Bessere Gesundheits-Kompetenz könnte Milliarden sparen |
Laura Rudolph |
13.11.2023 14:00 Uhr |
Wo liegen Herausforderungen und Zukunftschancen für Apotheker, Hausärzte und Patienten? Darüber diskutierten Dr. Volker Runge, Thomas Preis, Dr. Oliver Funken, Daniela Hüttemann (Moderatorin), Professor Dr. Gaby Flößer und Christiane Grote beim OTC-Gipfel (von links). / Foto: AVNR/Alois Müller
AVNR-Verbandschef Thomas Preis eröffnete die Veranstaltung, die inmitten des von der Apothekerschaft ausgerufenen Protestmonats stattfand. Eine »historisch noch nie so heftig dagewesenen Schließungswelle« der Apotheken gefährde die wohnortnahe Versorgung massiv, betonte Preis, insbesondere mit Blick auf den demografischen Wandel und sinkende Personalzahlen.

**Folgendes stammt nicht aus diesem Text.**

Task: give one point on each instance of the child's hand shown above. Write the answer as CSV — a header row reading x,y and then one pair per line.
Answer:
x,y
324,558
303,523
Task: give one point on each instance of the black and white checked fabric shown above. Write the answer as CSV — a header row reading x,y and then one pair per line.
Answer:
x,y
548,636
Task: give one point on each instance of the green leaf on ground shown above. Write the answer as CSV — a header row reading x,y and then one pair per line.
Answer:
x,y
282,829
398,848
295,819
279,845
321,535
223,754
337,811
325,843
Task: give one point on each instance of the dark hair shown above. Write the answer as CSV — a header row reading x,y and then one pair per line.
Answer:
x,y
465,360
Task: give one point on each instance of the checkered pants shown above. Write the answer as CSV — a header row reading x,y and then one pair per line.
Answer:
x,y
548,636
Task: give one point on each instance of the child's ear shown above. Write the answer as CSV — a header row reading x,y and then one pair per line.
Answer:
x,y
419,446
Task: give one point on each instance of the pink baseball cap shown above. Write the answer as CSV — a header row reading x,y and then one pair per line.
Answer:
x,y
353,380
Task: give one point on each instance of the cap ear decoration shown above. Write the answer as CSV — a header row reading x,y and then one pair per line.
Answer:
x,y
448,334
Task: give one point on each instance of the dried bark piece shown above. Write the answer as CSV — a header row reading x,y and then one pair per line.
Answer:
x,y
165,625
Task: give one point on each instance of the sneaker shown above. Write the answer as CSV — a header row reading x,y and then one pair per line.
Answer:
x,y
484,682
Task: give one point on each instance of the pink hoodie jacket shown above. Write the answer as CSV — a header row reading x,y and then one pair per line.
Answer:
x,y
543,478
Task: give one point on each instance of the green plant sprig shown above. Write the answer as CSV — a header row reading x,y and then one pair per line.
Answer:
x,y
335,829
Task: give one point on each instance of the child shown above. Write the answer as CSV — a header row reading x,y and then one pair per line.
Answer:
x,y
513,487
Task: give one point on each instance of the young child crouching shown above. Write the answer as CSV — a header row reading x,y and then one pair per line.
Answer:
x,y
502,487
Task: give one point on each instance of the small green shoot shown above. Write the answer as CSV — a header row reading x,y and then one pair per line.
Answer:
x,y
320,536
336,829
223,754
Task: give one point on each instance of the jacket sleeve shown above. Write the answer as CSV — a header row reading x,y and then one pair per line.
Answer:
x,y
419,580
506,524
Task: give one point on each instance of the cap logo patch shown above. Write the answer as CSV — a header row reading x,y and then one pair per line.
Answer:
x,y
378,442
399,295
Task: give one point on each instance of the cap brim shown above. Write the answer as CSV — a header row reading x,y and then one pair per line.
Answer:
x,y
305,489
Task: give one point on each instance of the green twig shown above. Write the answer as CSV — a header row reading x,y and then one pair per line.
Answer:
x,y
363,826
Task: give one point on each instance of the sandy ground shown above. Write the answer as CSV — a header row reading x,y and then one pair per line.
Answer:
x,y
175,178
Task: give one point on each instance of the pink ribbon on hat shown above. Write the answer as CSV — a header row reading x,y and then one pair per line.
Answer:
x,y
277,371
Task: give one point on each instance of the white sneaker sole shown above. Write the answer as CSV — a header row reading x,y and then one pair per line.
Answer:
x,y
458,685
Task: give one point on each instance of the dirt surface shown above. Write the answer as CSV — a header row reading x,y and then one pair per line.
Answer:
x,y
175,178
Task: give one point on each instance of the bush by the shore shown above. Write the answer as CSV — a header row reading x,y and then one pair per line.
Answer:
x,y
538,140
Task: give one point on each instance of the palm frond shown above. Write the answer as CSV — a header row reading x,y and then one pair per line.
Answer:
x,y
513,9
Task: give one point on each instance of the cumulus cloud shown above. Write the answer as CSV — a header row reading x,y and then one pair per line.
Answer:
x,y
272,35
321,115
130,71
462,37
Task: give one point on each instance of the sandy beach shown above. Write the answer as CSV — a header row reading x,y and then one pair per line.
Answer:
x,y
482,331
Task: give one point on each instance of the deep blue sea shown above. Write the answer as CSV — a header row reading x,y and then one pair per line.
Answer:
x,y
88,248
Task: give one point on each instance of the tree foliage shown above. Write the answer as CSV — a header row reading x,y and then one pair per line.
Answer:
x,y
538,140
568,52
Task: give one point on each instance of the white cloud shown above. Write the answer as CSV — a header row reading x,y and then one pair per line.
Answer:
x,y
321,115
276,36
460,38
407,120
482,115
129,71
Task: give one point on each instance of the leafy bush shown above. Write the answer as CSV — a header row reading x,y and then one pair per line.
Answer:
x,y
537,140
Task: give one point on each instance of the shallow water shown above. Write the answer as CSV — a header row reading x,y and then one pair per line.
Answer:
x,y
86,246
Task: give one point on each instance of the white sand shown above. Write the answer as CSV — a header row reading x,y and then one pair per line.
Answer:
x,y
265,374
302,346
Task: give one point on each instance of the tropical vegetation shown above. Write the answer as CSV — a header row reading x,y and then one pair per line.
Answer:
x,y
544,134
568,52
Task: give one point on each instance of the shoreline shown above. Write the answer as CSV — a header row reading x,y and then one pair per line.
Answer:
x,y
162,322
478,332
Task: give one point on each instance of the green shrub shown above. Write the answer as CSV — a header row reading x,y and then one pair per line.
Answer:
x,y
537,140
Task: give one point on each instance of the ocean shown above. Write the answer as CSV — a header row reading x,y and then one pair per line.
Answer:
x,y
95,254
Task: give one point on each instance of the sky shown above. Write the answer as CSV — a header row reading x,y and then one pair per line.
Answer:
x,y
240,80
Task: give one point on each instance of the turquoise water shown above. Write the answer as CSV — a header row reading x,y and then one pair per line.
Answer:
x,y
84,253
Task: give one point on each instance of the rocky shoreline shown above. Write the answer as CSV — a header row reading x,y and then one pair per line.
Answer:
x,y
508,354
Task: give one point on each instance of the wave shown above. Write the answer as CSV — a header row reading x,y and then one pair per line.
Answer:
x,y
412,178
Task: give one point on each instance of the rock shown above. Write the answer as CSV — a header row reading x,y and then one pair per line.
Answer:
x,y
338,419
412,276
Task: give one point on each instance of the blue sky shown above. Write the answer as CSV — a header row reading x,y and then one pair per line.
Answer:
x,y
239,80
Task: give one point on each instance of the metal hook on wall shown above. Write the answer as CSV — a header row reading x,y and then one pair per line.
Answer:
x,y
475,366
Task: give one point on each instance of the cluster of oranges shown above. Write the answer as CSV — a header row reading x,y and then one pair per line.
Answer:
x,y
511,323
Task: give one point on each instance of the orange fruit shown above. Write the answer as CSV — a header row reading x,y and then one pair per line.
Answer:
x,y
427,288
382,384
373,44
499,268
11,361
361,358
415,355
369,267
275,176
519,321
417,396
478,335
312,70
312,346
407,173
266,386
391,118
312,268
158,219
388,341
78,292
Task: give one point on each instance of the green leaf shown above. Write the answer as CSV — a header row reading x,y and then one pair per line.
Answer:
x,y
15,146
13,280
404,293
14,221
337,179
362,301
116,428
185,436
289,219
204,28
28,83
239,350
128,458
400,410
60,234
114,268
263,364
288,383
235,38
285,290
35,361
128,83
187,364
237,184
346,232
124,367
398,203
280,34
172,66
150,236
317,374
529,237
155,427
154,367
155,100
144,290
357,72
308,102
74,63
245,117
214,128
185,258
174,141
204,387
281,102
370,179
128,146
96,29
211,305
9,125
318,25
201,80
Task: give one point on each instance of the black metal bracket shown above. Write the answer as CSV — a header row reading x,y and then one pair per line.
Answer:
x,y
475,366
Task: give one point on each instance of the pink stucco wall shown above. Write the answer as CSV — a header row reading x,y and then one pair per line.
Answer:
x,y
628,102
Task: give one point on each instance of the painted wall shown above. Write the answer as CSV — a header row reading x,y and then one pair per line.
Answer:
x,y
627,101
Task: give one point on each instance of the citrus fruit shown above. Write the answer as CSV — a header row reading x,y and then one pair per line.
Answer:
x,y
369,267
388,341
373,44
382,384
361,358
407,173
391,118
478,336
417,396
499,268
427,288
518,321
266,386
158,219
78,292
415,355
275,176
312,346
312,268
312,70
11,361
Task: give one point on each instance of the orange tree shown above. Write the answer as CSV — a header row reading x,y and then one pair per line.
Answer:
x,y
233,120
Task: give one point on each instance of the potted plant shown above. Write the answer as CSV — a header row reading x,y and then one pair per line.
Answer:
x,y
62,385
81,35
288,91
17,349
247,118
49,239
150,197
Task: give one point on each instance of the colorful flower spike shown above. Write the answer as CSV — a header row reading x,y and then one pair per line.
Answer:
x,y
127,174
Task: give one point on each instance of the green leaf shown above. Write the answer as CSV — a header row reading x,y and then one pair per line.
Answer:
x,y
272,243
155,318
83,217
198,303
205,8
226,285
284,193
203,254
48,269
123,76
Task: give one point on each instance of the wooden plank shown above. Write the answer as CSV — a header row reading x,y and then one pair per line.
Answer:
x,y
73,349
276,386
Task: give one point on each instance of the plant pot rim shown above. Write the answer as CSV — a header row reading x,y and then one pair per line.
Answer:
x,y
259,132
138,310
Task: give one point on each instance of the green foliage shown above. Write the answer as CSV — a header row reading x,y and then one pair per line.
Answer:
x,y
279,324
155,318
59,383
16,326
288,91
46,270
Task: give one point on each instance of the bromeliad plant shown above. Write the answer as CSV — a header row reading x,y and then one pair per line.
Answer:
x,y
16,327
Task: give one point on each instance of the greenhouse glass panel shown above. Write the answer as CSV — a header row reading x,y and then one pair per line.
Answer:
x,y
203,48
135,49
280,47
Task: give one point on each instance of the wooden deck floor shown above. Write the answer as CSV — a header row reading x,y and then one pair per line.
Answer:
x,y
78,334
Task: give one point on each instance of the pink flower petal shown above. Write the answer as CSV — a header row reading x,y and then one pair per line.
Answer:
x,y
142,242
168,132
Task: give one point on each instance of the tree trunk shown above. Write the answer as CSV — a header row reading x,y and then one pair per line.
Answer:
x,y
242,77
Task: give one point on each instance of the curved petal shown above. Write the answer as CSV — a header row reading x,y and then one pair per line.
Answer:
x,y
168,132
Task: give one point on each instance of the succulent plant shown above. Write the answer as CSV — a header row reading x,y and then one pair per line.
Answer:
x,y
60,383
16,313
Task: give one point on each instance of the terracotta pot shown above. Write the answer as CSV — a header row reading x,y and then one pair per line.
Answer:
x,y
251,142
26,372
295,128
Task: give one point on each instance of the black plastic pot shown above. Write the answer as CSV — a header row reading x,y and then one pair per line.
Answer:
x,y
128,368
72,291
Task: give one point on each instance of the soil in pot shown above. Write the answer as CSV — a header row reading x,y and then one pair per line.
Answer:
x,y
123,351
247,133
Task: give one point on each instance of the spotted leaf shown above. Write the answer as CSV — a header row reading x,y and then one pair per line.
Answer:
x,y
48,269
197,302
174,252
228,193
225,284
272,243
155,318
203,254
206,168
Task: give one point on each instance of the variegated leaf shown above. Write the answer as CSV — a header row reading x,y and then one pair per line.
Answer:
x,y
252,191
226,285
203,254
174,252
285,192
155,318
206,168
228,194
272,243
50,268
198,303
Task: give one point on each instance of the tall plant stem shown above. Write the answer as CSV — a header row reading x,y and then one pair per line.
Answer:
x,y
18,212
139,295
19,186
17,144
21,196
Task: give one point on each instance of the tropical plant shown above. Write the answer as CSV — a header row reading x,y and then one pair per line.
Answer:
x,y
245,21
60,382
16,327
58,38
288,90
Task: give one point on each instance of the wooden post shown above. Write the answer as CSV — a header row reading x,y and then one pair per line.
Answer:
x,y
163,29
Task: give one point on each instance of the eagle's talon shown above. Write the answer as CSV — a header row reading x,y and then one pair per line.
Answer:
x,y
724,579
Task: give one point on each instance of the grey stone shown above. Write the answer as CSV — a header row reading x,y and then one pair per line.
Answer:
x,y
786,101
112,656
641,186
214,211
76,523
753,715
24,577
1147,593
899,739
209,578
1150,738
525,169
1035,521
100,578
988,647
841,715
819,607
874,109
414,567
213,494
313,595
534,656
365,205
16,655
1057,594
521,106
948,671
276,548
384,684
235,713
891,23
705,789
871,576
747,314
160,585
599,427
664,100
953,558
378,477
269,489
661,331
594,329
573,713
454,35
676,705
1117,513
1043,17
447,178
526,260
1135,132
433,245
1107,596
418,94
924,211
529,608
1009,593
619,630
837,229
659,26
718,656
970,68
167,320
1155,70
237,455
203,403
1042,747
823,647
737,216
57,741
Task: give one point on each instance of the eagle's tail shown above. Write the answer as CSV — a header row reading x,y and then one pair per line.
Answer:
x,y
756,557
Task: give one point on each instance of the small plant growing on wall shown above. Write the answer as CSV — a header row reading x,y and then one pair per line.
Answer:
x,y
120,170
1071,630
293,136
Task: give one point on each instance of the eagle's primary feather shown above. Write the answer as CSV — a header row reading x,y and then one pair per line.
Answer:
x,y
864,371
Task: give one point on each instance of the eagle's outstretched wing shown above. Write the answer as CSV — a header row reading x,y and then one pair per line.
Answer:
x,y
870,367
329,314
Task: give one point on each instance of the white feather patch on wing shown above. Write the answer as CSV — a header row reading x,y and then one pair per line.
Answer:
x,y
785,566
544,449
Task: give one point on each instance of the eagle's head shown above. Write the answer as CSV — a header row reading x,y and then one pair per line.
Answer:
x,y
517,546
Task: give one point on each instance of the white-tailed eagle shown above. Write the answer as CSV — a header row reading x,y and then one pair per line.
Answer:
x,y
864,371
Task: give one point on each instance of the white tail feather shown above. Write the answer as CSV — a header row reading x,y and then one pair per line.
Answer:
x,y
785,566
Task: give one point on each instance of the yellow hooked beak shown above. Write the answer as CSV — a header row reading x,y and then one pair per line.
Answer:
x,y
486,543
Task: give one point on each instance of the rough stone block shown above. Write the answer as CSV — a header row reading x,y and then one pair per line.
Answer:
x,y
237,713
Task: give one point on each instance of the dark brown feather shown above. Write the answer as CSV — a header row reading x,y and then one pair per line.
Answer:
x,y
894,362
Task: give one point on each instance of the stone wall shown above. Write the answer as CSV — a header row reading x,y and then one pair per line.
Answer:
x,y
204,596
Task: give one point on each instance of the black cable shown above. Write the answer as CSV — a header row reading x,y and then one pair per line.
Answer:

Thomas Preis, Vorsitzender des Apothekerverbands Nordrhein / Foto: AVNR/Alois Müller
Der Staat sei jetzt aufgerufen, energisch zu handeln und die Apotheken – wie im Koalitionsvertrag festgelegt – zu stärken. Zur Entlastung des Gesundheitssystems sei eine gute Gesundheitskompetenz der Bürger von großer Wichtigkeit, verdeutlichte der AVNR-Verbandschef: Wenn sich Patienten gut selbst um ihre Gesundheit kümmern können, beispielsweise durch Krankheitsprävention und Selbstmedikation, spare dies Kosten für ärztliche Behandlungen ein. Bereits jetzt gehöre knapp jede zweite in der Apotheke abgegebene Packung dem OTC-Segment an.
Wie die Gesundheitskompetenz der Bürger die Kosten im Gesundheitssystem beeinflusst, darauf ging Professor Dr. Uwe May, Gesundheitsökonom und Volkswirt, näher ein. Gesundheitskompetenz sei die Fähigkeit, effektive und richtige (Gesundheits-)Entscheidungen zu treffen. Konkret bedeute dies, Gesundheitsinformationen zu finden, zu verstehen, zu bewerten und anzuwenden. Gelinge dies, können die Betroffenen besser Prävention betreiben oder chronische Krankheiten besser managen. Sie nähmen weniger Arzttermine in Anspruch, was zu geringeren Gesundheitskosten führe. »Gesundheitskompetenz ist wichtig für Prävention, Krankheitsbewältigung und Gesundheitsförderung – und alle drei Bereiche spielen in Apotheken und der Selbstmedikation eine wichtige Rolle.«
In Deutschland hätten jedoch fast 60 Prozent der Menschen eine problematische beziehungsweise unzureichende Gesundheitskompetenz, bedauerte May. Die WHO schätzt, dass 3 bis 5 Prozent der Gesundheitsausgaben pro Jahr darauf zurückfallen, so May – allein für Deutschland entspreche dies 10 bis 17 Milliarden Euro pro Jahr. Eine mangelhafte Gesundheitskompetenz betreffe insbesondere Menschen aus sozial schwächeren Schichten, ältere Menschen sowie Männer stärker als Frauen.
Insbesondere im Selbstbehandlungsbereich (Selfcare) komme der apothekengestützten Selbstmedikation eine wichtige Bedeutung zu. Patienten hätten meist keine Schwierigkeiten damit, Gesundheitsinformationen zu finden, sondern damit, diese korrekt zu beurteilen. Hier komme die Apotheke ins Spiel: »Apothekenteams können zielgruppengerecht Informationen vermitteln, filtern und bewerten. Sie können dem Patienten erklären, was die Informationen individuell für diesen bedeutet.« Ein Beispiel ist das persönliche Risiko, bestimmte Nebenwirkungen zu erleiden.
»Die Verknüpfung von Gesundheitskompetenz und Selbstmedikation aus gesundheitsökonomischer Sicht zeigt, dass Menschen, die sich selbst behandeln, weniger Ressourcen verbrauchen.« May verdeutlichte dies an einem Beispiel: Hausärzte sind aufgrund zu vieler Patienten am Limit und häufig zur sogenannten »Minutenmedizin« gezwungen. Könne man fünf von diesen täglichen Patienten in die Selbstmedikation überführen, bedeute dies bereits einen Zeitgewinn von einer Stunde für den Arzt. »Dies zeigt, dass darüber nachgedacht werden muss, wie die Selbstmedikation gefördert werden kann.« May sprach sich etwa für das Vorantreiben von OTC-Switches aus. Apothekenteams könnten Patienten zudem mit Lebensstil-Coachings, etwa zu Raucherentwöhnung und Männergesundheit, sowie mit pharmazeutischen Dienstleistungen unterstützen.